Sunday, November 01, 2009

Bonanza Column 157 – The County is a Nuisance

Maybe it's because I grew up in a small town, but I've always believed that the closer government is to the people being governed, the more likely it is that the governing will be well done. I think this is doubly true when the relevant issues being considered by the governing body are essentially local in nature.

When the local nuisance task force began working some time ago, it was, as I understand it, under the premise that the County was committed to a nuisance ordinance that would have room in it for significant local determination. It seems obvious to me that Incline is very different from, say, Spanish Springs or Sun Valley, or other parts of the County. We are a mountain community with significantly higher property values and issues of scenery, tourism, recreation, etc. that are different from those faced by other communities.

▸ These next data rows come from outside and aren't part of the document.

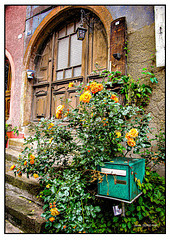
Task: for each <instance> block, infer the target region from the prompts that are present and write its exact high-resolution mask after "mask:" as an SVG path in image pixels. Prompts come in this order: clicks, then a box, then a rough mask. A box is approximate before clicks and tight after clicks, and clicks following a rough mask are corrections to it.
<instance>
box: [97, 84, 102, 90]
mask: <svg viewBox="0 0 170 240" xmlns="http://www.w3.org/2000/svg"><path fill="white" fill-rule="evenodd" d="M97 86H98V91H101V90H103V85H102V84H101V83H98V84H97Z"/></svg>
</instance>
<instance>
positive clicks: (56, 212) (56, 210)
mask: <svg viewBox="0 0 170 240" xmlns="http://www.w3.org/2000/svg"><path fill="white" fill-rule="evenodd" d="M50 212H51V215H52V216H56V215H59V214H60V212H59V211H58V210H57V208H52V209H51V210H50Z"/></svg>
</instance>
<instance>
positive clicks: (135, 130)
mask: <svg viewBox="0 0 170 240" xmlns="http://www.w3.org/2000/svg"><path fill="white" fill-rule="evenodd" d="M129 134H130V136H131V137H132V138H135V137H137V136H138V130H137V129H136V128H132V129H131V130H130V131H129Z"/></svg>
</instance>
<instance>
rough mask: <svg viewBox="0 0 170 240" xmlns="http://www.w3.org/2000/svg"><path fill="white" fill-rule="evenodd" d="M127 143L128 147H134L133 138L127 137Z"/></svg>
mask: <svg viewBox="0 0 170 240" xmlns="http://www.w3.org/2000/svg"><path fill="white" fill-rule="evenodd" d="M127 144H128V145H129V146H130V147H134V146H135V145H136V142H135V141H134V139H133V138H129V139H128V141H127Z"/></svg>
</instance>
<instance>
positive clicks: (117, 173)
mask: <svg viewBox="0 0 170 240" xmlns="http://www.w3.org/2000/svg"><path fill="white" fill-rule="evenodd" d="M101 173H105V174H111V175H117V176H123V177H126V170H119V169H109V168H101Z"/></svg>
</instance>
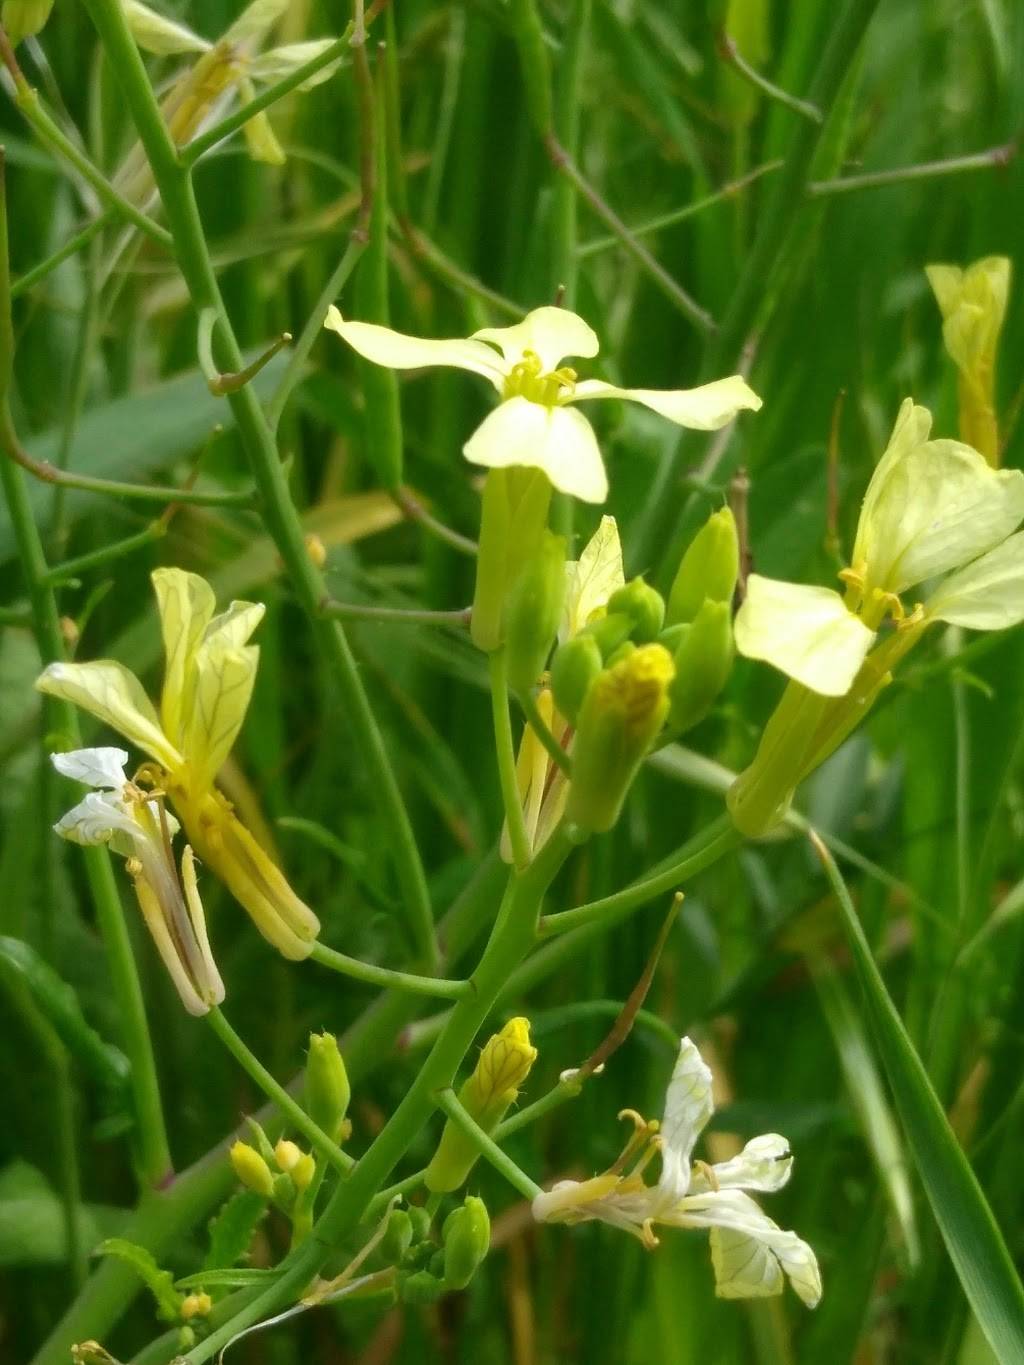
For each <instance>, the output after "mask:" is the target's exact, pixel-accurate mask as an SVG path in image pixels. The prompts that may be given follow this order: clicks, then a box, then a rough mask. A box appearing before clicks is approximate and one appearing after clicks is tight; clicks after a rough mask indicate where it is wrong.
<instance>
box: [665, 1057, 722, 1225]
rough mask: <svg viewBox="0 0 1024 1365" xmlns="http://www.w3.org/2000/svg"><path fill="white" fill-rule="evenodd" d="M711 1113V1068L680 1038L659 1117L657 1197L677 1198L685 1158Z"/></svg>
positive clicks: (686, 1172) (701, 1129) (712, 1107)
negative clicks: (673, 1063)
mask: <svg viewBox="0 0 1024 1365" xmlns="http://www.w3.org/2000/svg"><path fill="white" fill-rule="evenodd" d="M711 1114H714V1099H713V1097H711V1070H710V1067H709V1066H707V1063H706V1062H705V1059H703V1058H702V1057H700V1052H699V1051H698V1050H696V1044H695V1043H692V1041H691V1040H689V1039H688V1037H684V1039H680V1044H679V1057H677V1059H676V1065H674V1067H673V1072H672V1080H670V1081H669V1088H668V1092H666V1095H665V1117H664V1118H662V1121H661V1144H662V1145H661V1179H659V1181H658V1194H659V1196H661V1197H665V1198H670V1200H674V1198H681V1197H683V1196H684V1194H685V1193H687V1190H688V1189H689V1158H691V1155H692V1152H694V1147H695V1144H696V1140H698V1137H699V1136H700V1133H702V1130H703V1127H705V1126H706V1123H707V1121H709V1119H710V1117H711Z"/></svg>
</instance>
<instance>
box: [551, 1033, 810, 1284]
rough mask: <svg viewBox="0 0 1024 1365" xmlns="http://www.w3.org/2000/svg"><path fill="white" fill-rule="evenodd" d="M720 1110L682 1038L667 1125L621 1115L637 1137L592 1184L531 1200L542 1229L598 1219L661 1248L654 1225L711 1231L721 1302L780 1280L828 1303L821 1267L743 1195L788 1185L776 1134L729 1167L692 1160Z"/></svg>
mask: <svg viewBox="0 0 1024 1365" xmlns="http://www.w3.org/2000/svg"><path fill="white" fill-rule="evenodd" d="M713 1112H714V1103H713V1100H711V1072H710V1070H709V1067H707V1066H706V1063H705V1061H703V1059H702V1057H700V1052H699V1051H698V1050H696V1046H695V1044H694V1043H692V1041H691V1040H689V1039H688V1037H684V1039H681V1041H680V1047H679V1059H677V1061H676V1066H674V1070H673V1073H672V1080H670V1081H669V1088H668V1093H666V1096H665V1118H664V1119H662V1122H661V1125H658V1123H644V1122H643V1119H640V1118H639V1115H635V1114H634V1112H632V1111H631V1110H625V1111H624V1114H625V1115H628V1117H631V1118H632V1119H634V1122H635V1123H636V1132H635V1133H634V1137H632V1138H631V1140H629V1143H628V1144H627V1147H625V1149H624V1152H623V1155H621V1156H620V1158H618V1160H617V1162H616V1163H614V1166H613V1167H612V1168H610V1170H609V1171H608V1173H606V1174H603V1175H595V1177H594V1178H593V1179H590V1181H560V1182H558V1183H557V1185H556V1186H554V1188H553V1189H552V1190H547V1192H545V1193H542V1194H538V1196H537V1198H535V1200H534V1205H532V1208H534V1218H535V1219H538V1220H539V1222H546V1223H583V1222H588V1220H591V1219H598V1220H601V1222H602V1223H610V1224H612V1226H613V1227H620V1228H623V1230H624V1231H627V1233H631V1234H632V1235H634V1237H639V1238H640V1241H642V1242H643V1244H644V1245H646V1246H649V1248H650V1246H657V1237H655V1235H654V1230H653V1228H654V1224H655V1223H659V1224H662V1226H665V1227H702V1228H703V1227H706V1228H710V1234H711V1264H713V1267H714V1275H715V1291H717V1294H718V1297H720V1298H762V1297H766V1295H770V1294H781V1293H782V1287H784V1278H785V1276H788V1278H789V1283H791V1284H792V1286H793V1289H795V1291H796V1293H797V1294H799V1295H800V1298H801V1299H803V1301H804V1304H807V1306H808V1308H814V1306H815V1305H816V1304H818V1301H819V1299H821V1297H822V1280H821V1274H819V1271H818V1261H816V1257H815V1254H814V1252H812V1250H811V1248H810V1246H808V1245H807V1242H803V1241H801V1239H800V1238H799V1237H797V1235H796V1233H788V1231H785V1230H784V1228H781V1227H778V1224H777V1223H774V1222H773V1220H771V1219H770V1218H767V1215H766V1213H763V1212H762V1211H760V1208H759V1207H758V1204H755V1201H754V1200H752V1198H751V1197H750V1194H747V1193H745V1190H762V1192H773V1190H778V1189H781V1188H782V1186H784V1185H785V1183H786V1181H788V1179H789V1174H791V1170H792V1166H793V1158H792V1155H791V1152H789V1144H788V1143H786V1140H785V1138H784V1137H780V1136H778V1134H777V1133H766V1134H765V1136H762V1137H755V1138H752V1140H751V1141H750V1143H747V1145H745V1147H744V1148H743V1151H741V1152H740V1153H739V1155H737V1156H733V1158H732V1159H730V1160H728V1162H721V1163H718V1164H717V1166H706V1164H705V1163H703V1162H692V1160H691V1158H692V1152H694V1147H695V1145H696V1140H698V1137H699V1136H700V1132H702V1129H703V1127H705V1126H706V1123H707V1121H709V1119H710V1118H711V1114H713ZM657 1153H661V1178H659V1181H658V1183H657V1185H647V1183H644V1181H643V1175H642V1173H643V1168H644V1167H646V1166H647V1164H649V1162H650V1160H651V1159H653V1158H654V1156H655V1155H657Z"/></svg>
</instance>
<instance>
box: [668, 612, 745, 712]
mask: <svg viewBox="0 0 1024 1365" xmlns="http://www.w3.org/2000/svg"><path fill="white" fill-rule="evenodd" d="M679 629H680V631H681V632H683V635H681V639H680V642H679V644H677V646H676V652H674V663H676V676H674V678H673V680H672V685H670V687H669V702H670V706H669V719H668V726H669V729H670V730H673V732H674V733H676V734H683V732H684V730H688V729H691V728H692V726H694V725H696V723H698V721H703V718H705V717H706V715H707V713H709V711H710V710H711V706H713V704H714V700H715V698H717V696H718V693H720V692H721V691H722V688H724V687H725V684H726V681H728V680H729V672H730V669H732V661H733V643H732V606H730V605H729V602H713V601H710V599H709V601H706V602H705V605H703V606H702V607H700V610H699V612H698V614H696V617H695V618H694V621H692V624H689V625H683V627H680V628H679Z"/></svg>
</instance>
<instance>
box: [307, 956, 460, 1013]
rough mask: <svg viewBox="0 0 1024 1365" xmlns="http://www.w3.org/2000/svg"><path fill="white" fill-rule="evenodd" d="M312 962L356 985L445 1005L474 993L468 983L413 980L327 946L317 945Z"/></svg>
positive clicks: (422, 976)
mask: <svg viewBox="0 0 1024 1365" xmlns="http://www.w3.org/2000/svg"><path fill="white" fill-rule="evenodd" d="M310 961H313V962H319V965H321V966H326V968H330V971H332V972H340V973H341V975H343V976H351V977H352V979H354V980H356V981H366V983H367V984H369V986H381V987H390V988H393V990H396V991H411V992H412V994H414V995H433V996H437V998H438V999H442V1001H460V999H461V998H463V995H468V994H470V991H471V990H472V987H471V986H470V983H468V981H446V980H444V979H442V977H440V976H414V975H412V973H411V972H395V971H392V969H390V968H388V966H374V965H373V964H371V962H360V961H359V958H356V957H348V955H347V954H345V953H337V951H336V950H335V949H333V947H325V945H324V943H315V945H314V947H313V951H311V953H310Z"/></svg>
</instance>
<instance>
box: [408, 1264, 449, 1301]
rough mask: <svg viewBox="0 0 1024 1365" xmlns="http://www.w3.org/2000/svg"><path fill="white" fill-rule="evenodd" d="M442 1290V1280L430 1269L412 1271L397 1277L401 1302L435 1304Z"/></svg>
mask: <svg viewBox="0 0 1024 1365" xmlns="http://www.w3.org/2000/svg"><path fill="white" fill-rule="evenodd" d="M444 1291H445V1287H444V1282H442V1280H440V1279H438V1278H437V1276H436V1275H431V1274H430V1271H414V1272H412V1275H406V1276H404V1278H401V1279H399V1298H400V1299H401V1302H403V1304H436V1302H437V1301H438V1298H441V1295H442V1294H444Z"/></svg>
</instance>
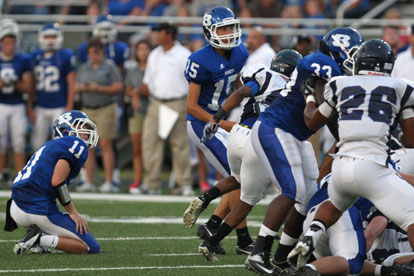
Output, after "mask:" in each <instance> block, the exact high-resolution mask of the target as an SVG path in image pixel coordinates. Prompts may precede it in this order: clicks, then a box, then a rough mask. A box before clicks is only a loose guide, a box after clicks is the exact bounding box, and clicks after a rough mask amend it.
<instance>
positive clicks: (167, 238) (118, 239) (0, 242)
mask: <svg viewBox="0 0 414 276" xmlns="http://www.w3.org/2000/svg"><path fill="white" fill-rule="evenodd" d="M236 238H237V237H236V236H227V237H226V239H236ZM199 239H200V238H199V237H196V236H190V237H115V238H96V240H98V241H141V240H199ZM7 242H17V240H0V243H7Z"/></svg>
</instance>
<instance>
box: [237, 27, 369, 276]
mask: <svg viewBox="0 0 414 276" xmlns="http://www.w3.org/2000/svg"><path fill="white" fill-rule="evenodd" d="M362 41H363V38H362V36H361V35H360V34H359V33H358V32H357V31H355V30H354V29H351V28H336V29H333V30H331V31H330V32H329V33H327V34H326V35H325V36H324V38H323V40H322V41H321V42H320V50H319V51H318V52H316V53H314V54H312V55H308V56H306V57H304V58H303V59H302V60H301V61H300V62H299V64H298V65H297V67H296V70H295V71H294V72H293V74H292V76H291V79H290V81H289V82H288V84H287V85H286V88H285V89H283V90H282V91H281V92H280V93H279V94H278V95H276V98H275V100H274V101H273V102H272V104H271V105H270V106H269V107H268V108H267V109H266V110H265V111H264V112H263V113H261V114H260V117H259V119H258V120H257V121H256V123H255V124H254V126H253V128H252V134H251V135H252V136H251V140H252V145H253V148H254V150H255V152H256V154H257V155H258V157H259V159H260V160H261V162H262V163H263V166H264V168H265V170H266V172H267V174H268V175H269V176H270V179H271V181H272V182H273V183H275V184H276V185H277V186H278V187H279V189H280V190H281V195H279V196H277V197H276V198H275V199H274V200H273V201H272V202H271V203H270V205H269V206H268V210H267V212H266V216H265V219H264V222H263V224H262V226H261V228H260V232H259V235H258V237H257V239H256V244H255V248H254V249H253V251H252V253H251V254H250V255H249V257H248V258H247V260H246V263H245V264H246V267H247V268H249V269H251V270H254V271H256V272H258V273H262V274H265V275H267V274H272V273H273V272H274V269H273V267H272V265H271V264H270V260H269V255H270V250H271V247H272V244H273V239H274V237H276V236H277V232H278V231H279V228H280V227H281V225H282V224H283V223H284V221H285V219H286V218H287V217H288V214H289V217H290V218H291V219H293V218H294V220H296V221H297V223H296V224H297V225H298V226H299V228H298V227H292V228H290V229H287V228H286V227H285V229H284V232H283V234H282V237H281V241H280V245H279V246H278V251H277V252H276V254H275V257H277V258H276V260H277V261H278V260H286V257H287V255H288V253H289V251H290V250H291V249H292V248H293V247H294V245H295V244H296V242H297V239H298V237H299V235H300V234H301V229H300V225H302V222H303V219H304V218H305V215H306V206H307V203H308V201H309V199H310V197H311V196H312V195H313V194H314V193H315V192H316V179H317V177H318V166H317V162H316V158H315V153H314V151H313V148H312V145H311V143H310V142H308V141H307V139H308V138H309V137H310V136H311V135H312V134H313V133H314V131H313V130H311V129H309V128H308V127H307V126H306V125H305V121H304V119H303V116H301V115H300V114H302V113H303V110H304V108H305V100H304V97H303V93H302V89H303V87H304V85H305V84H306V82H307V80H308V79H310V78H318V79H321V80H322V81H324V82H326V81H327V80H329V79H330V78H331V77H334V76H339V75H342V74H343V71H342V70H341V69H343V70H345V69H344V61H345V60H346V58H348V55H347V53H348V51H349V50H350V49H351V48H352V47H354V46H358V45H359V44H360V43H361V42H362ZM295 203H296V204H295ZM294 205H295V207H294V208H292V207H293V206H294ZM289 212H290V213H289ZM292 225H295V223H292ZM277 269H278V268H277V267H276V268H275V270H277Z"/></svg>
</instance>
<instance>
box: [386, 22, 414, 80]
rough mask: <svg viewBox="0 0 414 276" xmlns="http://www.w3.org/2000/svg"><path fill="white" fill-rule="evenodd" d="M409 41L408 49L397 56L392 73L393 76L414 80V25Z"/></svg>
mask: <svg viewBox="0 0 414 276" xmlns="http://www.w3.org/2000/svg"><path fill="white" fill-rule="evenodd" d="M409 41H410V44H409V47H408V48H407V50H405V51H404V52H401V53H400V54H399V55H398V56H397V59H396V60H395V63H394V68H393V69H392V73H391V75H392V76H393V77H397V78H404V79H407V80H410V81H414V73H413V68H414V25H412V26H411V34H410V36H409Z"/></svg>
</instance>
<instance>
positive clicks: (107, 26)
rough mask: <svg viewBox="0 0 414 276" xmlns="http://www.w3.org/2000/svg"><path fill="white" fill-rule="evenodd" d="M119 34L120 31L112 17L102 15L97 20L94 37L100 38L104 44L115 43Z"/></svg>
mask: <svg viewBox="0 0 414 276" xmlns="http://www.w3.org/2000/svg"><path fill="white" fill-rule="evenodd" d="M117 33H118V31H117V30H116V26H115V22H114V21H113V19H112V16H111V15H101V16H99V17H98V18H97V19H96V21H95V24H94V26H93V30H92V35H93V36H94V37H98V38H99V39H100V40H101V42H102V43H103V44H108V43H111V42H114V41H115V40H116V36H117Z"/></svg>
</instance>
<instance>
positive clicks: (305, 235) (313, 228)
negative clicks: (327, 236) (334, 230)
mask: <svg viewBox="0 0 414 276" xmlns="http://www.w3.org/2000/svg"><path fill="white" fill-rule="evenodd" d="M325 231H326V227H325V224H323V222H321V221H319V220H314V221H312V223H311V225H310V227H309V230H308V231H307V232H306V234H305V236H310V237H312V242H313V246H315V245H316V244H317V243H318V241H319V239H320V237H321V236H322V234H323V233H325Z"/></svg>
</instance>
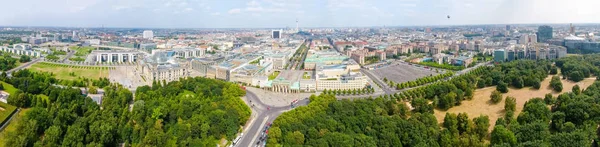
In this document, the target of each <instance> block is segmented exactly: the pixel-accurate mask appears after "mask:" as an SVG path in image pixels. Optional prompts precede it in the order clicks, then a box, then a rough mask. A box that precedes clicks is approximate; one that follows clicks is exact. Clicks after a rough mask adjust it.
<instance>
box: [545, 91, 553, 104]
mask: <svg viewBox="0 0 600 147" xmlns="http://www.w3.org/2000/svg"><path fill="white" fill-rule="evenodd" d="M544 102H545V103H546V105H552V104H554V102H556V99H554V97H552V94H551V93H547V94H546V95H545V96H544Z"/></svg>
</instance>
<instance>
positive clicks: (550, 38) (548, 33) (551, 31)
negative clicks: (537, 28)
mask: <svg viewBox="0 0 600 147" xmlns="http://www.w3.org/2000/svg"><path fill="white" fill-rule="evenodd" d="M537 36H538V39H537V41H538V42H546V41H547V40H549V39H552V27H551V26H547V25H543V26H540V27H538V32H537Z"/></svg>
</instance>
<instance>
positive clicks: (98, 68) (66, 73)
mask: <svg viewBox="0 0 600 147" xmlns="http://www.w3.org/2000/svg"><path fill="white" fill-rule="evenodd" d="M28 69H29V70H31V71H35V72H50V73H54V75H55V76H56V78H57V79H62V80H75V79H77V78H78V77H84V78H89V79H99V78H105V77H108V71H109V70H111V69H114V67H98V66H75V65H64V64H54V63H48V62H39V63H36V64H33V65H31V66H30V67H28ZM69 73H74V74H75V75H74V76H73V75H70V74H69Z"/></svg>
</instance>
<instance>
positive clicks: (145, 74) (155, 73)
mask: <svg viewBox="0 0 600 147" xmlns="http://www.w3.org/2000/svg"><path fill="white" fill-rule="evenodd" d="M136 71H139V72H140V75H141V76H142V77H144V79H145V81H146V83H147V84H148V85H152V82H153V81H160V82H162V81H165V82H167V83H169V82H171V81H176V80H179V79H180V78H185V77H188V76H189V72H190V71H189V62H187V61H185V60H176V59H174V58H173V57H172V56H169V54H167V53H164V52H163V53H158V54H154V55H152V56H150V57H148V58H145V59H144V60H140V61H139V64H137V66H136Z"/></svg>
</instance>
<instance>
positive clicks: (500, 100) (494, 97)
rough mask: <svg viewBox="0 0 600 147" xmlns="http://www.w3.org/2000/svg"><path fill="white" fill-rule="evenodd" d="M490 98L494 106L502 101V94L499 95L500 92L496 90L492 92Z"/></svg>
mask: <svg viewBox="0 0 600 147" xmlns="http://www.w3.org/2000/svg"><path fill="white" fill-rule="evenodd" d="M490 98H491V99H492V102H493V103H494V104H496V103H498V102H500V101H502V93H500V91H498V90H496V91H494V92H492V95H490Z"/></svg>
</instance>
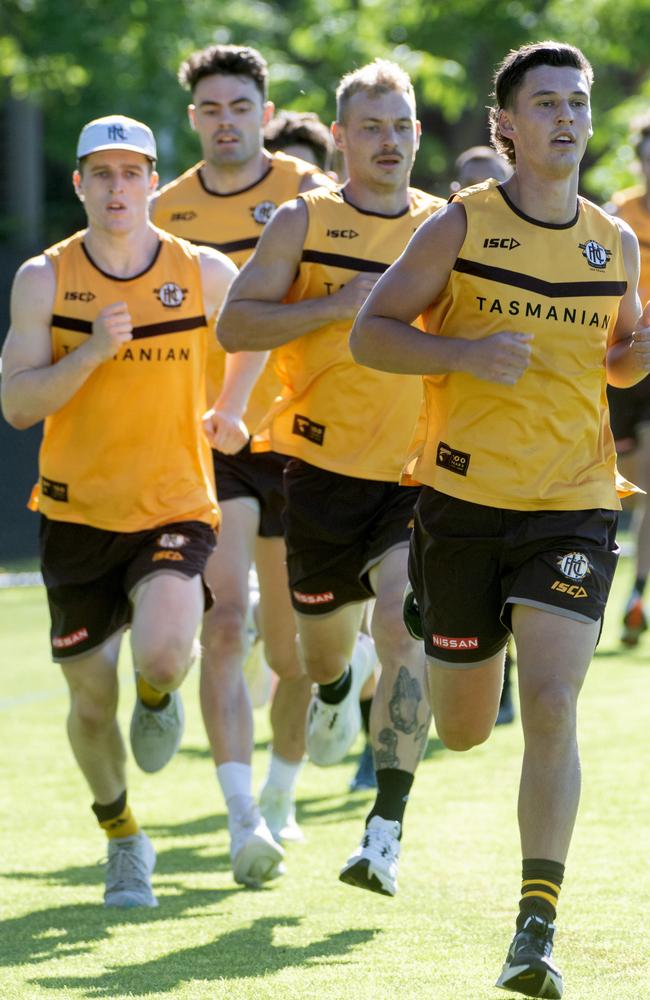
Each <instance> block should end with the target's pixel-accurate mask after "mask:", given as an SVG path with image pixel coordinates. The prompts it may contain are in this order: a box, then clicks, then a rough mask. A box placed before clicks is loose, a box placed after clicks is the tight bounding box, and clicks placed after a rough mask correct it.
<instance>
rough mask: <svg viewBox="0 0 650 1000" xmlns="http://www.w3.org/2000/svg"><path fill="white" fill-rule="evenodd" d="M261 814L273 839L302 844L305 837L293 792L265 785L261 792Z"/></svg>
mask: <svg viewBox="0 0 650 1000" xmlns="http://www.w3.org/2000/svg"><path fill="white" fill-rule="evenodd" d="M260 812H261V813H262V816H263V817H264V819H265V820H266V823H267V825H268V828H269V830H270V831H271V833H272V834H273V838H274V839H275V840H277V842H278V843H282V841H283V840H286V841H292V842H294V843H300V842H301V841H303V840H304V839H305V835H304V833H303V832H302V830H301V829H300V827H299V826H298V823H297V822H296V810H295V806H294V803H293V796H292V794H291V792H286V791H284V789H282V788H276V787H275V786H274V785H264V787H263V788H262V791H261V792H260Z"/></svg>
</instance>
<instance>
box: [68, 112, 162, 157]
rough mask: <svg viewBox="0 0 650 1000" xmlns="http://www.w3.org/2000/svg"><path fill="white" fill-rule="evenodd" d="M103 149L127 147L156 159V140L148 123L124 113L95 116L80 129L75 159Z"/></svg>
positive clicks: (87, 155) (120, 148)
mask: <svg viewBox="0 0 650 1000" xmlns="http://www.w3.org/2000/svg"><path fill="white" fill-rule="evenodd" d="M104 149H129V150H131V152H133V153H143V154H144V155H145V156H147V157H149V159H150V160H156V159H157V154H156V140H155V139H154V137H153V132H152V131H151V129H150V128H149V126H148V125H144V124H143V123H142V122H137V121H136V120H135V119H134V118H126V117H125V116H124V115H107V117H106V118H95V119H94V120H93V121H92V122H88V124H87V125H84V127H83V128H82V130H81V135H80V136H79V142H78V143H77V159H78V160H80V159H81V158H82V156H89V155H90V153H99V152H101V151H102V150H104Z"/></svg>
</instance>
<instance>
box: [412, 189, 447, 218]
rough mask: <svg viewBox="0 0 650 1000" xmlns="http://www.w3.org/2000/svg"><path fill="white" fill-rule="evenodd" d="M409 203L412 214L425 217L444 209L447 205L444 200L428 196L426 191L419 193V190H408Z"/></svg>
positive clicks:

They are in the valley, more rural, with different scenic and land use standards. We're not better and they're not worse, just different, so the idea of leaving part of the County nuisance ordinance "blank" so that local communities could tailor it to their needs and preferences made sense, at least to me.

Then all of a sudden we heard that, somehow, vacation rentals were under consideration as a nuisance factor. Probably not a big issue in Sun Valley, but a major one here. We have a significant industry in vacation rentals – we have exactly one hotel and one motel here, and many property owners derive real income from renting their properties part of the time, whether because they are "snowbirds" (or sunbirds) or because their property in IV/CB is an investment property.

The Incline Village Board of Realtors took a strong position against this idea, as was their right and, one thinks, their responsibility to their members and clients, and the next thing we know, the County Board of Commissioners, including our own representative, not only eliminates the offensive position against rentals but also seems poised to throw out the whole idea of local "tailoring" of the nuisance ordinance.

The Vice-Chair of the Board said "I do not support Incline having their own design and their own modifiers. If it's fair for them it should be fair for every other community." Well, gee – wasn't that the whole idea – for any community that wanted to have their "own design and their own modifiers" to be able to do that, or am I missing something?

On the face of it this looks like good old-fashioned Incline-bashing by the Board, and I'm very disappointed that John Breternitz, our Commissioner, went along with it. Breternitz is quoted in this newspaper as saying that the year and a half of work that was done by our working group can be incorporated into land use rules or community plans if "the proponents of these custom provisions get broad public support." How broad? County-wide? What about TRPA, John? Don't we have enough government bodies to answer to?

If I were the cynical type, I'd say that the absurd rental provision was floated knowing that the realtors and others would rise up in protest, giving the Board an excuse to go back on the policy they announced almost two years ago and to trash eighteen months' work by a group of dedicated volunteers. Whether that's true or not, it seems clear once again that until we have local rule we are going to continue to be treated like stepchildren (and rich ones, at that) by the County and even by our own Commissioner. For shame.